En aquel momento Nohachiro se acordó de Hiyoshi y volvió en su busca.

—Todo en orden —le dijo al portero.

—Muy bien, si tú lo dices...

—Ven conmigo, Mono.

El portero y los demás servidores se echaron a reír.

—Pero ¿quién es ese tipo? ¡Con la blusa blanca y el fardo de paja embarrado parece uno de los monos mensajeros de Buda!

Las voces estrepitosas llegaron a oídos de Hiyoshi, pero durante sus diecisiete años de vida había tenido numerosas oportunidades de oír las pullas que le dirigían los demás. ¿Le molestaban? ¿Se había acostumbrado a ellas? Parece ser que ni una cosa ni la otra. Cuando oía esa clase de observación se ruborizaba, como cualquier otro. Las orejas, sobre todo, se le volvían de un rojo brillante, lo cual era señal de que las mofas no le pasaban desapercibidas. Pero su conducta no reflejaba lo que sentía y estaba tan sereno como si hubieran vertido los insultos en los oídos de un caballo. En tales ocasiones mostraba incluso una simpatía cautivadora. Su corazón era como una flor mantenida erecta con un soporte de bambú que esperase pacientemente el fin de la tormenta. No permitiría que le afligiera la adversidad ni sería servil.

—Ahí tienes un establo vacío, Mono. Puedes esperar en él, donde tu estampa no ofenderá a nadie.

Tras decir esto, Nohachiro fue a ocuparse de sus asuntos.

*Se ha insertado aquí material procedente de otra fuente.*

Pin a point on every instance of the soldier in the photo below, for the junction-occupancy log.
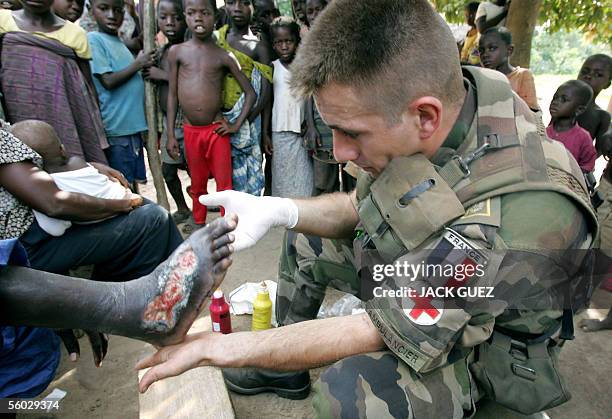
(448, 160)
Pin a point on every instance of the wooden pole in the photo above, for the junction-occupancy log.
(149, 26)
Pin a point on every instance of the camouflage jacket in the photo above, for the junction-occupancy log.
(498, 193)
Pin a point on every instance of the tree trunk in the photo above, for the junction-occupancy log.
(149, 26)
(522, 18)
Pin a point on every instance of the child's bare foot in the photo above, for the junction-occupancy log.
(175, 292)
(593, 325)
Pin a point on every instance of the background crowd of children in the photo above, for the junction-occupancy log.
(222, 78)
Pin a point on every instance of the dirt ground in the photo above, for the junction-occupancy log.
(111, 391)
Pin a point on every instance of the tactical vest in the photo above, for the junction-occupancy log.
(505, 151)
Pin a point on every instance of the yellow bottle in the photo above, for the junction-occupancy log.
(262, 309)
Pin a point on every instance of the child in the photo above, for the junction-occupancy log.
(70, 174)
(120, 90)
(71, 10)
(253, 55)
(469, 49)
(495, 48)
(290, 156)
(171, 21)
(596, 72)
(10, 4)
(491, 14)
(197, 69)
(45, 59)
(569, 101)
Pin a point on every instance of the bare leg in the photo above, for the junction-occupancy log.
(158, 308)
(593, 325)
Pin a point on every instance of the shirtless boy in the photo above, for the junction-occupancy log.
(70, 173)
(197, 69)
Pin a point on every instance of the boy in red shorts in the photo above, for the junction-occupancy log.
(197, 69)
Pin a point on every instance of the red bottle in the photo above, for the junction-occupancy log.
(219, 314)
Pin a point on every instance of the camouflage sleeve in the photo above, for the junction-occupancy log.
(508, 241)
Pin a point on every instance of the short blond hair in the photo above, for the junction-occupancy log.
(398, 49)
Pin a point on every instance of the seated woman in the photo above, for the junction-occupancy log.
(158, 308)
(124, 247)
(46, 76)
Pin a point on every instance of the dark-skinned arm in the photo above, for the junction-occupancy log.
(603, 128)
(86, 70)
(172, 146)
(115, 79)
(36, 189)
(263, 56)
(40, 299)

Al anochecer, el aroma de la cena se expandió desde la ventana de la cocina. La luna se alzó por encima de los melocotoneros. Una vez finalizada la entrevista formal con el mensajero de Sumpu, se encendieron más faroles y se preparó un banquete de despedida, pues el hombre se pondría en camino al día siguiente. Llegaba desde la mansión, donde se estaba celebrando una representación de teatro Noh, el sonido de un tamboril y una flauta.

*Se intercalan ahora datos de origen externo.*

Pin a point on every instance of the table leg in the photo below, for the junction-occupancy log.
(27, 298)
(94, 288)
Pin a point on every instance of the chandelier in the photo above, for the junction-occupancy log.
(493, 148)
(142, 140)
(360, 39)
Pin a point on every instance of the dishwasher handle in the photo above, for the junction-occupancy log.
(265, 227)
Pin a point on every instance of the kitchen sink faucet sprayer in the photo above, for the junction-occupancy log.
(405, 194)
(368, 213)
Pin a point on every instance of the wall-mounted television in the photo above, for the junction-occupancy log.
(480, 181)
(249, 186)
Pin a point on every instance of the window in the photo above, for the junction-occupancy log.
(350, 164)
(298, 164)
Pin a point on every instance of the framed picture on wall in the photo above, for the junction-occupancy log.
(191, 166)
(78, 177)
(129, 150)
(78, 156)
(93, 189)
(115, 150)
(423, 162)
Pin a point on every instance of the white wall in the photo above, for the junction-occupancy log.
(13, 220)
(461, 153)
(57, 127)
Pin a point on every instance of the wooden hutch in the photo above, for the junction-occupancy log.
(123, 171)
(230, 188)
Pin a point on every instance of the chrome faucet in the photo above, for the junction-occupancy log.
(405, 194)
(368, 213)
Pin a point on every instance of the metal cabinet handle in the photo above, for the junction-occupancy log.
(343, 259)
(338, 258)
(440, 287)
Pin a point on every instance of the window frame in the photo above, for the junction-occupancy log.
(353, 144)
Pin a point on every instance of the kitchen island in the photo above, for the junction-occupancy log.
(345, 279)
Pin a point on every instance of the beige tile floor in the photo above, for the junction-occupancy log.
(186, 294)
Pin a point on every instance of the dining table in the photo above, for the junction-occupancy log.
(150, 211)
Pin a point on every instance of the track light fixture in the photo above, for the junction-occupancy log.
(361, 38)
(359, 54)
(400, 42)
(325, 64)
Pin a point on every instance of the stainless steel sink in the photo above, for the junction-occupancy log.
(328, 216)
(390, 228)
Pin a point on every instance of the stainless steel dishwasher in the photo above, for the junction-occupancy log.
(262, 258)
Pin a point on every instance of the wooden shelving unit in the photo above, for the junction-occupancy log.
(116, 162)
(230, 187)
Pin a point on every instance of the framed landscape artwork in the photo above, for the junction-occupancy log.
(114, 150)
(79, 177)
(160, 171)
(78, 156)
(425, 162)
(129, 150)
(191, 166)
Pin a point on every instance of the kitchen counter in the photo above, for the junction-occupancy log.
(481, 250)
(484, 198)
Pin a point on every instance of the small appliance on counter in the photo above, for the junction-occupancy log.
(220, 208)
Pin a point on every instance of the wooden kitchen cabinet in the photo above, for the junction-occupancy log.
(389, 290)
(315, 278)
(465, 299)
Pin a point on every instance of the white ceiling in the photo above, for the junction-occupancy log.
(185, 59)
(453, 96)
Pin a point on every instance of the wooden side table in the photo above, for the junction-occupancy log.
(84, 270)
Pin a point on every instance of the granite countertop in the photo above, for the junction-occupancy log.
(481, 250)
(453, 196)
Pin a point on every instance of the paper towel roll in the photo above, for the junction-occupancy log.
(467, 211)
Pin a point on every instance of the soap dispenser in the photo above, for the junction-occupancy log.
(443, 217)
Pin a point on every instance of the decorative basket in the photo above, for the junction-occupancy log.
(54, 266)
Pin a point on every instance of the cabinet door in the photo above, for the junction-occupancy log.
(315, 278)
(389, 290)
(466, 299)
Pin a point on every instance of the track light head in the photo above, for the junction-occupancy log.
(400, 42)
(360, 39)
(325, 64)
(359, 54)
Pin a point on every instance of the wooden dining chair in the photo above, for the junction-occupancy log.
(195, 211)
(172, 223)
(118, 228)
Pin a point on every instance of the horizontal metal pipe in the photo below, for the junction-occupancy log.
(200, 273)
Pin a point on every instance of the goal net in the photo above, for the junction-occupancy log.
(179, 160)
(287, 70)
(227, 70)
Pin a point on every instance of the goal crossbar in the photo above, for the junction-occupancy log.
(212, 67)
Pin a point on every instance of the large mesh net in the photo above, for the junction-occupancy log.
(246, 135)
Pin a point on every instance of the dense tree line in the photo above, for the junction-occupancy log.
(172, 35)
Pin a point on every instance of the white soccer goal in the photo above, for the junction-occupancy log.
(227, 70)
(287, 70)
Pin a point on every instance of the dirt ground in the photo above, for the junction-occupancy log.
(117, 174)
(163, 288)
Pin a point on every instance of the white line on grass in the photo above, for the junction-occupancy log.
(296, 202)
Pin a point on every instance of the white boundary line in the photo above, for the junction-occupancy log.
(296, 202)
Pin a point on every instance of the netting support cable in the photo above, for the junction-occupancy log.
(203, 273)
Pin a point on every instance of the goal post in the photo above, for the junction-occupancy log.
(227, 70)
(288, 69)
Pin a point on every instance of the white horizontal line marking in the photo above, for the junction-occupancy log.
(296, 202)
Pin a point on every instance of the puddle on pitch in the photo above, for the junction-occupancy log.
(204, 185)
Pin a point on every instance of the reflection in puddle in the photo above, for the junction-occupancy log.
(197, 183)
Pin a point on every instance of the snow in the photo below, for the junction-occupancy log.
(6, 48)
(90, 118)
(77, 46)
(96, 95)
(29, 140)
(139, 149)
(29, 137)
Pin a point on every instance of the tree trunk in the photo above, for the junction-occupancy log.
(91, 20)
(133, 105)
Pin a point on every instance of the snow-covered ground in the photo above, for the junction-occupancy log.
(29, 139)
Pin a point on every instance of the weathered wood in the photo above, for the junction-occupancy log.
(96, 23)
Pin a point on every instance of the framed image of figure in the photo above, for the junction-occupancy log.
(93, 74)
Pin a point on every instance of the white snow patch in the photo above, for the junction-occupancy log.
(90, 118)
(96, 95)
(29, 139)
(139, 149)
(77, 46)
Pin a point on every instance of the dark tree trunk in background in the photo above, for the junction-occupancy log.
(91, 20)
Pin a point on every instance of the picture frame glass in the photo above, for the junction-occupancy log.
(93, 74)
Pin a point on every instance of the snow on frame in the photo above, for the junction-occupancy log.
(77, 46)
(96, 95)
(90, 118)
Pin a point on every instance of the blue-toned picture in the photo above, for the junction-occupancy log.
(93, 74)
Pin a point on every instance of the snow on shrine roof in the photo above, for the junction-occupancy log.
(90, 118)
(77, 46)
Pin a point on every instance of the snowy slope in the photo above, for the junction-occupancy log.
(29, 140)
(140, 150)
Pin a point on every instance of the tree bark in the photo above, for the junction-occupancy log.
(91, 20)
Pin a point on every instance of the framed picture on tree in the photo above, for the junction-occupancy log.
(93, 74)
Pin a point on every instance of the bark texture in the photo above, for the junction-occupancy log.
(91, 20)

Los Imagawa de Suruga eran una familia orgullosa e ilustre. No sólo les interesaba la poesía, la danza y la música sino también todos los lujos de la capital: espadas taraceadas para sus samurais y elegantes kimonos interiores para sus mujeres. El mismo Kahei era un hombre de gustos sencillos. Sin embargo, su lujosa residencia tenía un aspecto muy diferente al de las mansiones de los samurais de Kiyosu.

Tendido sobre la paja que había esparcido por el suelo del establo vacío, Hiyoshi pensó que aquel Noh era bastante malo. La música le gustaba; no la entendía, pero le encantaba el alegre mundo de sueños que creaba, y le permitía olvidarse de todo. Sin embargo, su estómago vacío le impedía concentrarse y gemía interiormente, diciéndose que ojalá pudiera tomar prestados un cazo y un fogón.